DASNI’s actions during the conference were multiple. Members ran workshops and held a stand where they distributed brochures. They developed their own interactive style in informal conference settings by transforming common practices such as doorway conversations:
“I forgot to tell about Jan’s bubbles. She gave each of us a little bottle of gin…oops, bubbles to hang round our necks. When we felt particularly stressed we would open the bottle and blow bubbles over everyone. It made for much hilarity and the rank and file became even more convinced that we had lost the plot somewhere along the line. Funny thing was that they all wished that they had one too. […] It is a real PWiD’s joke.” (DASNI website, visited on 20.01.2022)

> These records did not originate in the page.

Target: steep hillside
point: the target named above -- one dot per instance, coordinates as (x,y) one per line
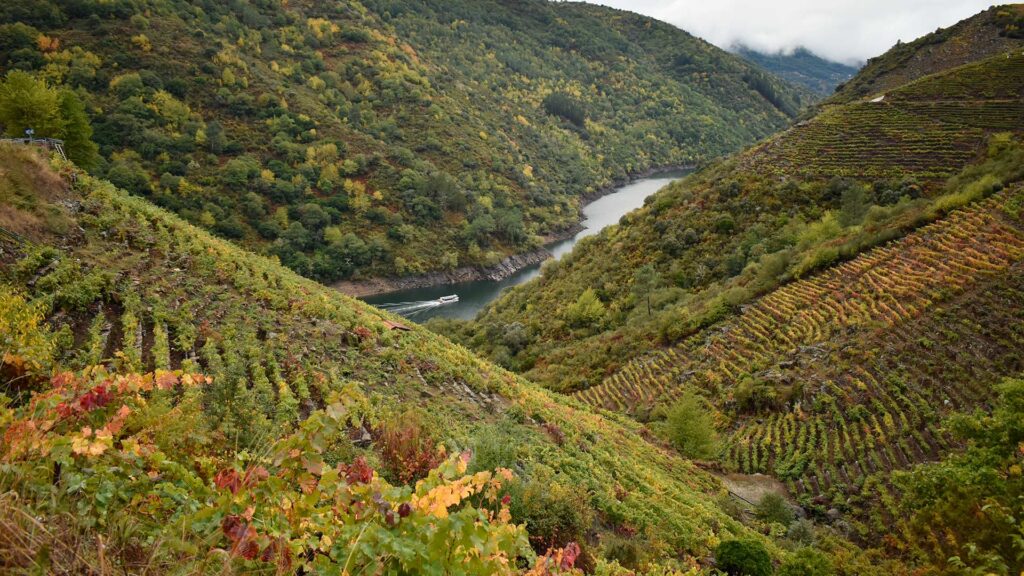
(835,381)
(995,31)
(355,139)
(854,175)
(802,68)
(116,281)
(833,301)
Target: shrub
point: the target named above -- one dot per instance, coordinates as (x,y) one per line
(554,513)
(564,106)
(743,558)
(691,427)
(407,449)
(493,448)
(774,508)
(807,562)
(802,532)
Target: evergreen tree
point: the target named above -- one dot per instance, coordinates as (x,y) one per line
(28,103)
(77,132)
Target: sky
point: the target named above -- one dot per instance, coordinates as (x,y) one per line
(847,31)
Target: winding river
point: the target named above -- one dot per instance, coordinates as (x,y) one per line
(474,295)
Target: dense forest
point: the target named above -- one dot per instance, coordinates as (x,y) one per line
(802,68)
(801,360)
(826,307)
(379,138)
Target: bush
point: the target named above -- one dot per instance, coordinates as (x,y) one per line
(407,449)
(560,104)
(801,532)
(691,428)
(807,562)
(555,513)
(743,558)
(774,508)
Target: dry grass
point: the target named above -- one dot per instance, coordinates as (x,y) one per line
(32,544)
(30,190)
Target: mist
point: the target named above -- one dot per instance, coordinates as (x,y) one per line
(849,32)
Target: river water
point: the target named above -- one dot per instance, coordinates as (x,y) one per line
(474,295)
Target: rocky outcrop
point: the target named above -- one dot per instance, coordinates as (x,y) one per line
(501,271)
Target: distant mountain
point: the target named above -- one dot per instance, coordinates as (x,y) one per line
(802,68)
(992,32)
(796,290)
(387,137)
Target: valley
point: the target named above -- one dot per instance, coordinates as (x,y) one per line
(801,356)
(474,295)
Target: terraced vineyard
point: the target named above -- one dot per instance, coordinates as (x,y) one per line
(999,77)
(857,365)
(122,283)
(923,130)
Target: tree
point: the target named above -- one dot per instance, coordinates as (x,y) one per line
(645,281)
(774,508)
(78,132)
(691,427)
(854,205)
(28,103)
(743,558)
(977,496)
(560,104)
(587,311)
(215,138)
(807,562)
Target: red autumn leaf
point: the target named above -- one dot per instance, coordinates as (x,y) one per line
(358,471)
(228,479)
(248,549)
(166,380)
(307,483)
(96,398)
(62,379)
(254,476)
(65,410)
(233,528)
(569,556)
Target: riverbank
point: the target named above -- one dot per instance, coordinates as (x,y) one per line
(505,269)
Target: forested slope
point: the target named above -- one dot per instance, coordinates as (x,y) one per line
(854,175)
(994,31)
(370,138)
(90,276)
(842,303)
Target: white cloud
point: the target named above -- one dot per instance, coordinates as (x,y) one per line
(840,30)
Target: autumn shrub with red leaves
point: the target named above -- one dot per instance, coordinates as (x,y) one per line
(408,451)
(88,454)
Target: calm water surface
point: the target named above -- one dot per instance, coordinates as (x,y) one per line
(474,295)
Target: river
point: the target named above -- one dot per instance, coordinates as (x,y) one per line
(474,295)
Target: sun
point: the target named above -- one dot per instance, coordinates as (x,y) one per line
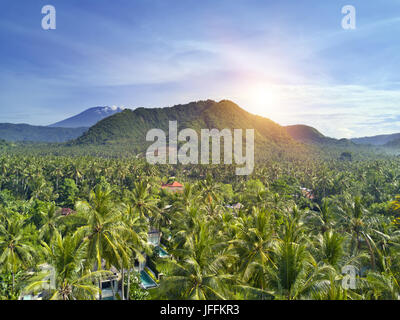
(263,99)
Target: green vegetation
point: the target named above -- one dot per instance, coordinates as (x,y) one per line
(85,216)
(25,132)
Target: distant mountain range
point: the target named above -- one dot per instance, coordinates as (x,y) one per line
(87,118)
(380,140)
(114,125)
(310,135)
(131,126)
(62,131)
(25,132)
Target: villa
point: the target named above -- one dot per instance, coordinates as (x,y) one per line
(173,187)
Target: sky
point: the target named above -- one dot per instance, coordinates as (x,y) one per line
(290,61)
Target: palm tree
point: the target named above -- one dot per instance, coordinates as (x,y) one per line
(66,277)
(199,269)
(104,228)
(16,250)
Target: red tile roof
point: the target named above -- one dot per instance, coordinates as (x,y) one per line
(173,185)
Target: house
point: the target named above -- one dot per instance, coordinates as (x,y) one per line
(308,193)
(173,187)
(66,211)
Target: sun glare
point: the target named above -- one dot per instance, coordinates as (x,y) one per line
(263,99)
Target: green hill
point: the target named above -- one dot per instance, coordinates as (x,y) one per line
(130,127)
(307,134)
(25,132)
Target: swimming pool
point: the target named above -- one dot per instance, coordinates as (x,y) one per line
(162,253)
(146,280)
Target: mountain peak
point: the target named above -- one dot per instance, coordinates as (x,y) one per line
(88,117)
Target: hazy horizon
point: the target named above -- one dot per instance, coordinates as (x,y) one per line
(290,62)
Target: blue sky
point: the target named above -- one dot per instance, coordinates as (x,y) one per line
(290,61)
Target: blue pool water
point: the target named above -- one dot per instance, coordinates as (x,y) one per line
(146,280)
(162,253)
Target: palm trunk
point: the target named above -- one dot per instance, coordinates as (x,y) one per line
(13,284)
(123,285)
(100,294)
(129,286)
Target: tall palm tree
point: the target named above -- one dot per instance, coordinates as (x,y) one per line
(66,277)
(16,250)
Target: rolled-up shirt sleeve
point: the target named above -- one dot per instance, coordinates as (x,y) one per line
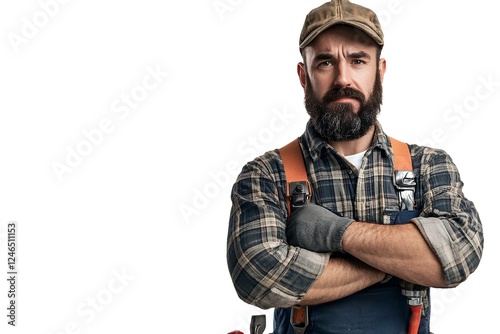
(449,222)
(265,270)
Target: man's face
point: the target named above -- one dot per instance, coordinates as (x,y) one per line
(343,83)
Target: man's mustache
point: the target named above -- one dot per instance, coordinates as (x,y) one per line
(338,93)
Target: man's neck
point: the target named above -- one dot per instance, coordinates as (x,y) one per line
(354,146)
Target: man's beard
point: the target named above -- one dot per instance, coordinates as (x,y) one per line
(339,122)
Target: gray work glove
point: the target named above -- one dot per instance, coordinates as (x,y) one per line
(316,228)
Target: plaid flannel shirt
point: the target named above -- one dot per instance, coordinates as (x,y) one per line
(267,272)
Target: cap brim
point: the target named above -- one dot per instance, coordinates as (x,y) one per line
(358,25)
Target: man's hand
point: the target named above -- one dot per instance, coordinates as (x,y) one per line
(316,228)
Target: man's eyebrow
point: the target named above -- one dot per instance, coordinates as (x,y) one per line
(359,54)
(329,56)
(323,56)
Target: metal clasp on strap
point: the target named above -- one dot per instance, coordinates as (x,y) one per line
(404,181)
(299,318)
(299,194)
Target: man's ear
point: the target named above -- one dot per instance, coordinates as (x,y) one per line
(381,68)
(301,71)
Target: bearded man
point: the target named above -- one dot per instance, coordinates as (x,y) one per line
(343,259)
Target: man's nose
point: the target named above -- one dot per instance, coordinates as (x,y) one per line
(342,75)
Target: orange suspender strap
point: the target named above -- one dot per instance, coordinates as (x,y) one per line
(402,158)
(295,169)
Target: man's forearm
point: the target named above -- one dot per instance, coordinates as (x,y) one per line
(399,250)
(341,277)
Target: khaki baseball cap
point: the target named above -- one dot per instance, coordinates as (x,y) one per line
(340,12)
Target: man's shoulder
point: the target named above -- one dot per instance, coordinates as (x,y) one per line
(426,155)
(269,163)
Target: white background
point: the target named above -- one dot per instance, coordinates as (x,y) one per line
(149,200)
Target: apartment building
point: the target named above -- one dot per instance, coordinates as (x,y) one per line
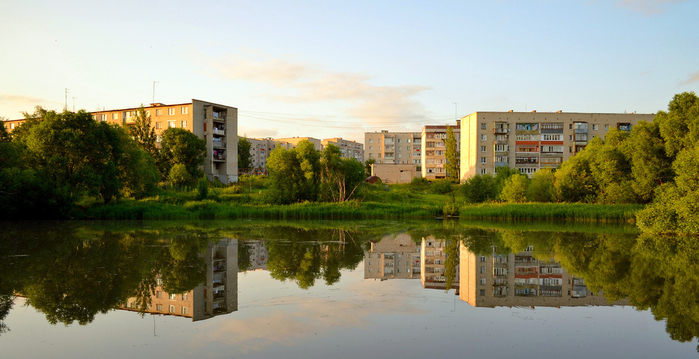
(260,148)
(434,146)
(393,258)
(393,147)
(529,141)
(349,149)
(216,296)
(522,279)
(216,124)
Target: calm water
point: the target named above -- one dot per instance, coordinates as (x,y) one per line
(344,290)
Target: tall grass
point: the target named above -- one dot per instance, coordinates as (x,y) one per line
(554,211)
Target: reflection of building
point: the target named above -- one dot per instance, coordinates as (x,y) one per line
(217,295)
(521,280)
(433,269)
(258,254)
(392,258)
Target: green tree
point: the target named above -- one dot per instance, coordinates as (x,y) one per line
(244,155)
(180,146)
(367,166)
(542,186)
(452,154)
(515,189)
(143,133)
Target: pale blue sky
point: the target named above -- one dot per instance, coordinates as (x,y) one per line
(328,69)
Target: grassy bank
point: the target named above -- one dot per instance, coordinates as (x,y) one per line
(208,209)
(553,211)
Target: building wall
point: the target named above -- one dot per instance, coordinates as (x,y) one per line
(393,147)
(434,157)
(529,141)
(350,149)
(390,173)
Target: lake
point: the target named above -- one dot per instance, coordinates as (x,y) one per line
(378,289)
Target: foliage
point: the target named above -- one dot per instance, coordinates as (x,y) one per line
(480,188)
(180,146)
(453,164)
(515,189)
(179,176)
(244,155)
(202,188)
(143,133)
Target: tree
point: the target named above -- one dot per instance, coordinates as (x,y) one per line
(143,133)
(452,154)
(180,146)
(367,166)
(515,189)
(244,155)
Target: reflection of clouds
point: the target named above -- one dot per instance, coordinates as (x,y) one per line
(289,320)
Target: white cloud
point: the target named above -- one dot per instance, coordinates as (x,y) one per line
(648,7)
(297,82)
(691,79)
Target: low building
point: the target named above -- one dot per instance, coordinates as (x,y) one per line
(394,173)
(348,148)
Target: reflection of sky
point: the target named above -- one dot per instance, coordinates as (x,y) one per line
(354,318)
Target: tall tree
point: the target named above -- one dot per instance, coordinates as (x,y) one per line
(244,155)
(452,153)
(143,133)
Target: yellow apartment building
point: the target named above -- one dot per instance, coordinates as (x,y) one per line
(434,147)
(529,141)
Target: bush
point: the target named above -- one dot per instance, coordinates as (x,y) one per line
(179,176)
(202,188)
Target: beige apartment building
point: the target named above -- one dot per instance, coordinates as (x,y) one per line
(216,124)
(216,296)
(393,147)
(393,258)
(434,147)
(349,149)
(521,279)
(529,141)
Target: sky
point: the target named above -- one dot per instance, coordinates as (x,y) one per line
(342,68)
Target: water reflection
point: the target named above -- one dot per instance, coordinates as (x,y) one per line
(72,273)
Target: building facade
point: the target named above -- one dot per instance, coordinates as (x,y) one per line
(529,141)
(434,147)
(349,149)
(214,123)
(393,147)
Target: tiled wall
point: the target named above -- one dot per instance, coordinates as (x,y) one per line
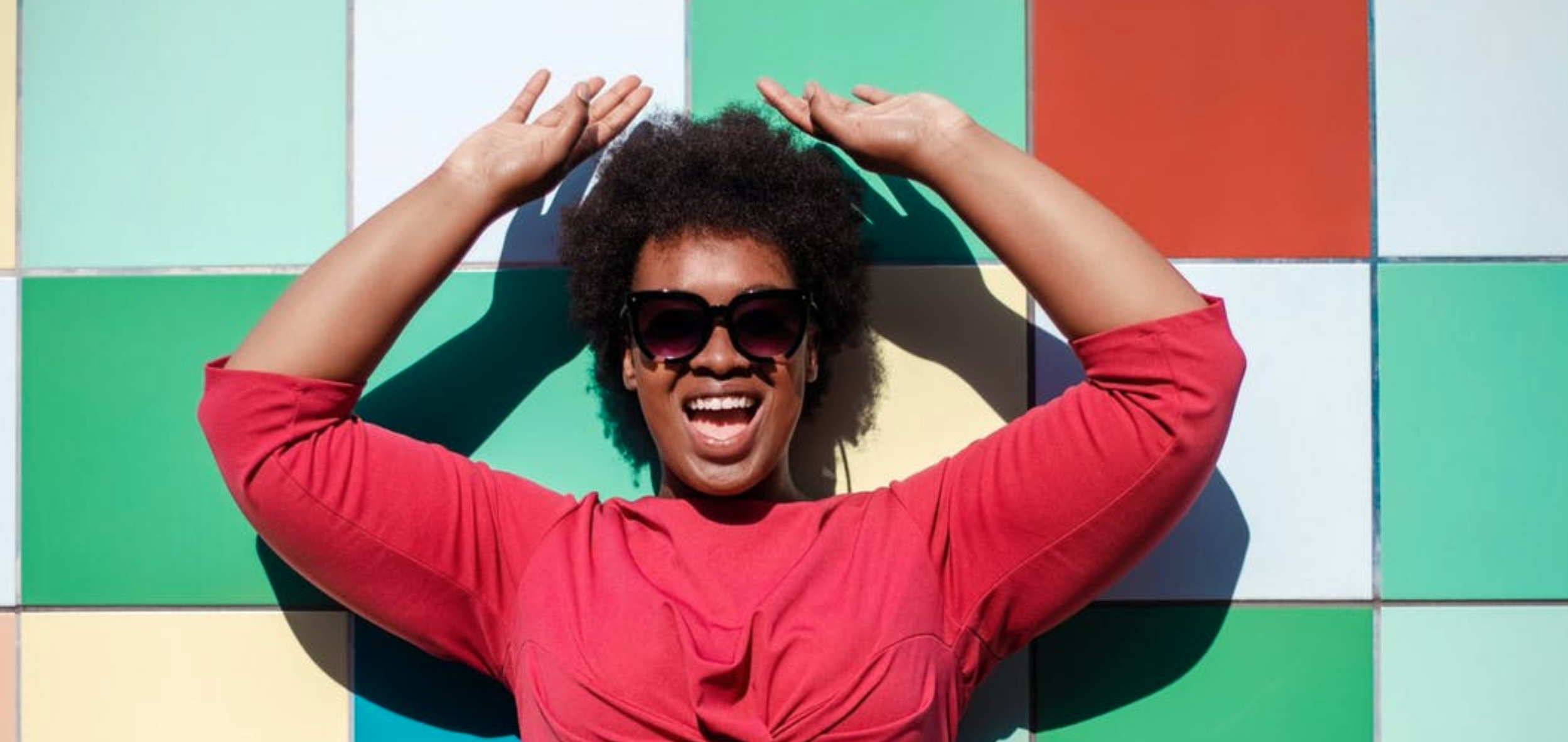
(1380,554)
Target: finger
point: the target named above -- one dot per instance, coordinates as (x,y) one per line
(520,109)
(794,109)
(598,134)
(612,98)
(827,112)
(871,93)
(573,105)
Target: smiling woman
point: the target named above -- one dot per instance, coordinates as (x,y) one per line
(716,272)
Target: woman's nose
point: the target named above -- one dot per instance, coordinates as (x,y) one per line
(719,355)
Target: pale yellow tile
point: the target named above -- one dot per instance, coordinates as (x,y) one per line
(7,677)
(8,137)
(954,353)
(173,677)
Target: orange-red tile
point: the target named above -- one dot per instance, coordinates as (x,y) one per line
(1217,127)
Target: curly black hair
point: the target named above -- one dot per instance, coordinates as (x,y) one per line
(731,175)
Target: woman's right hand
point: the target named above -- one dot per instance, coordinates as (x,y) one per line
(515,161)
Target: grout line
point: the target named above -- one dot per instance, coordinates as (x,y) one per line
(192,608)
(348,227)
(1032,711)
(348,118)
(685,43)
(493,266)
(1375,252)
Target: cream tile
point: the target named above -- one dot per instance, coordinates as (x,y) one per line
(168,677)
(8,137)
(1289,513)
(7,677)
(1471,110)
(952,344)
(427,74)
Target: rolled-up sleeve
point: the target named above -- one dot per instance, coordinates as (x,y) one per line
(1034,521)
(417,539)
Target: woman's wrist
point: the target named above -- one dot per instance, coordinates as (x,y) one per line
(464,193)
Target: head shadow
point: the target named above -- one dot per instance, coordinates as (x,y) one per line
(457,395)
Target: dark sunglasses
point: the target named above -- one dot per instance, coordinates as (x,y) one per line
(673,327)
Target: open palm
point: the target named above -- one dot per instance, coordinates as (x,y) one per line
(886,132)
(518,161)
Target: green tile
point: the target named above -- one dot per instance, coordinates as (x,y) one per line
(973,54)
(183,132)
(121,502)
(1474,672)
(1471,444)
(1206,674)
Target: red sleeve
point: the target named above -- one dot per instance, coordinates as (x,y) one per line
(1032,521)
(416,539)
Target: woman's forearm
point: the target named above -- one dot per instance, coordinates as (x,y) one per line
(1085,267)
(342,315)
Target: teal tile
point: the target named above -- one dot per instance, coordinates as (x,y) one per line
(183,132)
(1473,470)
(121,502)
(1206,674)
(1459,674)
(973,54)
(407,696)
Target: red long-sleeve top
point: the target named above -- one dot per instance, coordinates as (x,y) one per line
(858,617)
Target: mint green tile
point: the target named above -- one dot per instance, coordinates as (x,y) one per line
(1474,672)
(183,132)
(121,502)
(1206,674)
(1471,433)
(973,54)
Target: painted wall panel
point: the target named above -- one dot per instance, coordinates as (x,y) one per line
(183,132)
(1471,104)
(1473,474)
(123,502)
(8,443)
(429,74)
(8,677)
(158,677)
(8,115)
(1206,672)
(1289,513)
(971,54)
(127,507)
(1474,672)
(952,350)
(1217,127)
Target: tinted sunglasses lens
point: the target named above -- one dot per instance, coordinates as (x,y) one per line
(767,327)
(672,327)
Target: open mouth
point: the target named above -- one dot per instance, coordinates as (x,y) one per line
(720,417)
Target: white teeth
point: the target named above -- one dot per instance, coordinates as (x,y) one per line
(711,404)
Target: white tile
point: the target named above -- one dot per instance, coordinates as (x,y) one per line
(429,74)
(1471,110)
(8,426)
(1289,513)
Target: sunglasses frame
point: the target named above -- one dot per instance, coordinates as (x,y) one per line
(719,316)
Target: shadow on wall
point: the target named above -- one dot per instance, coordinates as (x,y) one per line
(1093,664)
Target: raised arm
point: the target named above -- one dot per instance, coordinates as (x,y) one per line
(342,315)
(1085,267)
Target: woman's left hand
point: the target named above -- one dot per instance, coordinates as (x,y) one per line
(894,134)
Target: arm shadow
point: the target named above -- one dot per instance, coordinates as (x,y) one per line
(458,395)
(1109,655)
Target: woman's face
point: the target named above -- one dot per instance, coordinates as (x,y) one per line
(722,422)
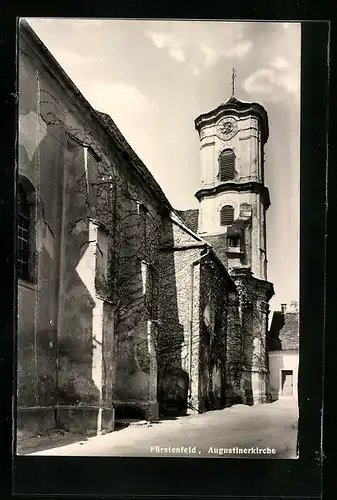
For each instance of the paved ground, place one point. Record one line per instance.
(269, 426)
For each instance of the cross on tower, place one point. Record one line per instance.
(233, 81)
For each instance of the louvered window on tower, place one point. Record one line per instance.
(226, 215)
(226, 165)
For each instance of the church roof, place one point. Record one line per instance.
(190, 218)
(238, 106)
(284, 331)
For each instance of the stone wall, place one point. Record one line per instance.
(89, 302)
(178, 332)
(213, 335)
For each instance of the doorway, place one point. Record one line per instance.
(287, 382)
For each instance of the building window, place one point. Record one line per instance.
(245, 210)
(226, 215)
(226, 165)
(23, 235)
(233, 241)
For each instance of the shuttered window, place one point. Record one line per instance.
(226, 215)
(226, 165)
(23, 235)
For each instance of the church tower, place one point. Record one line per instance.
(233, 198)
(232, 218)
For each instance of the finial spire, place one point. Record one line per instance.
(233, 81)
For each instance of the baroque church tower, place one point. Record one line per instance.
(232, 217)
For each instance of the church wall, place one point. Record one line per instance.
(213, 336)
(39, 164)
(179, 290)
(70, 320)
(211, 206)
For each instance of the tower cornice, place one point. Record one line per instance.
(251, 186)
(235, 107)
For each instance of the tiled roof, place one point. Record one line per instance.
(284, 331)
(122, 142)
(190, 218)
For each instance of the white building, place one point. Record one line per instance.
(283, 354)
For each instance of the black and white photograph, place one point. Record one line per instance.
(158, 214)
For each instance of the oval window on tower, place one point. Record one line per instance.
(226, 215)
(226, 165)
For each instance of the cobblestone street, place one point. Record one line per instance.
(212, 434)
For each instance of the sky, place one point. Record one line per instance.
(155, 77)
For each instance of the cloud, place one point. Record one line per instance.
(279, 63)
(73, 60)
(239, 50)
(270, 84)
(116, 99)
(177, 53)
(166, 40)
(211, 51)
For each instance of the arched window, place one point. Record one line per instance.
(226, 215)
(23, 237)
(226, 165)
(245, 210)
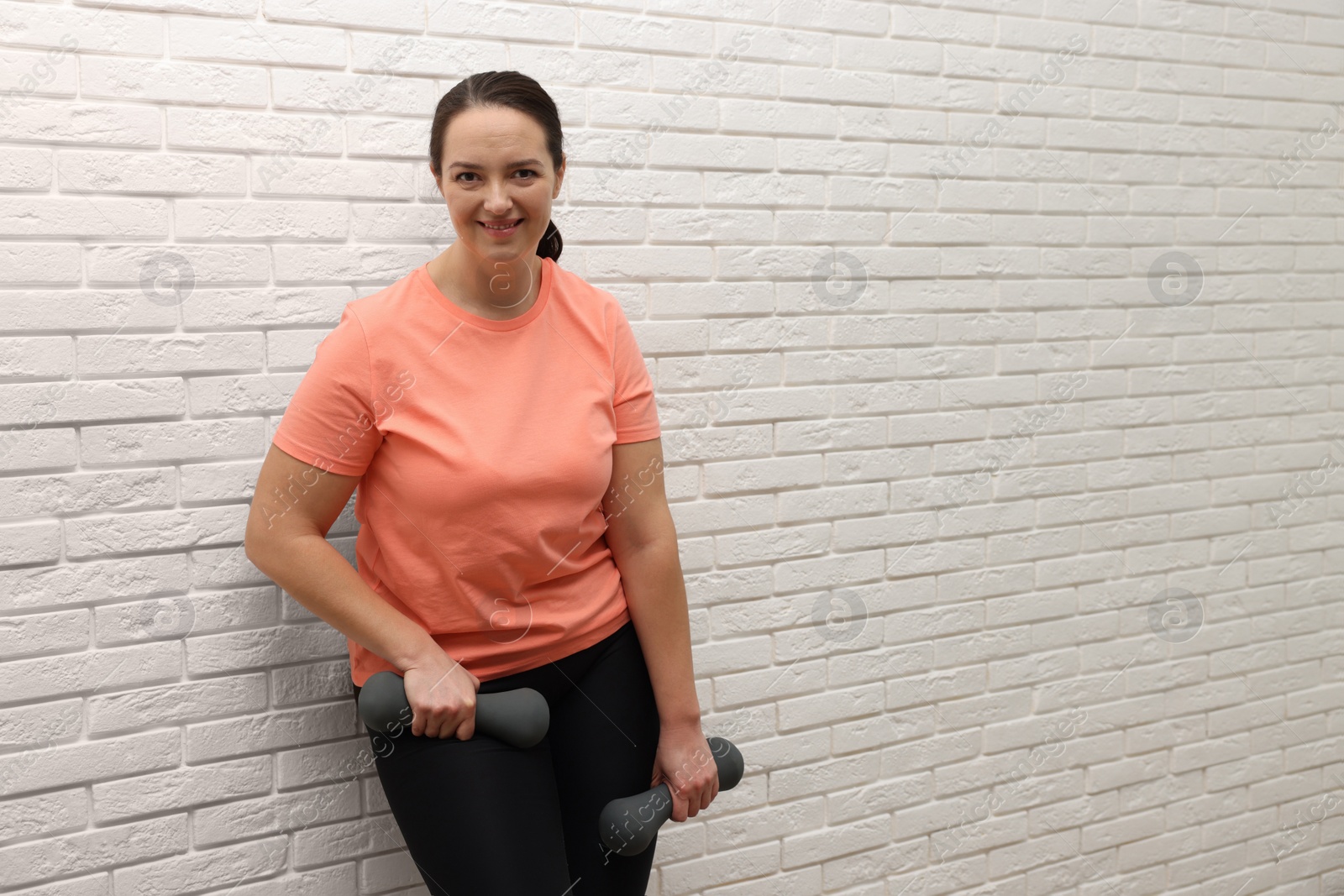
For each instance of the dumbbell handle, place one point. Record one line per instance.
(628, 825)
(519, 718)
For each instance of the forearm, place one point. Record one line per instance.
(324, 582)
(656, 595)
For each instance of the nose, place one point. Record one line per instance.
(497, 201)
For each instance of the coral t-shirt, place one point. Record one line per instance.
(484, 450)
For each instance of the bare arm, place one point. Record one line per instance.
(292, 510)
(286, 539)
(643, 542)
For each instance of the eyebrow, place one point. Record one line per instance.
(474, 165)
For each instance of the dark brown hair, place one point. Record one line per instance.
(511, 90)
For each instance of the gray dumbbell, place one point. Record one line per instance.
(628, 825)
(519, 718)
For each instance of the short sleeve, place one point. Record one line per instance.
(636, 411)
(329, 421)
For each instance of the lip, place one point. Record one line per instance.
(501, 234)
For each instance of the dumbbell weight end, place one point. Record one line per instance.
(628, 824)
(519, 718)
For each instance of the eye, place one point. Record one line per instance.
(521, 170)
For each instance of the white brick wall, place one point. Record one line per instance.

International conferences as spaces of negotiation
It was undeniably important for both ADI and DASNI that PWiD be given a role in the federation’s international conference, and later in the global dementia movement. But contrasting expectations and narratives reflected uncertainty about the nature of patients’ role and space in both. There was no blueprint for the integration or participation of PWiD in conferences. Instead, conferences were spaces where the competence and agency of PWiD were negotiated. PWiD pushed to gain more of both via dedicated plenary talks, workshops, and visual material such as flyers and the development of a specific interactive style.
This case shows that international conferences about Alzheimer’s Disease were important sites not only for including previously absent actors such as patients, but also for negotiating their role in the community and defining their identity as a group.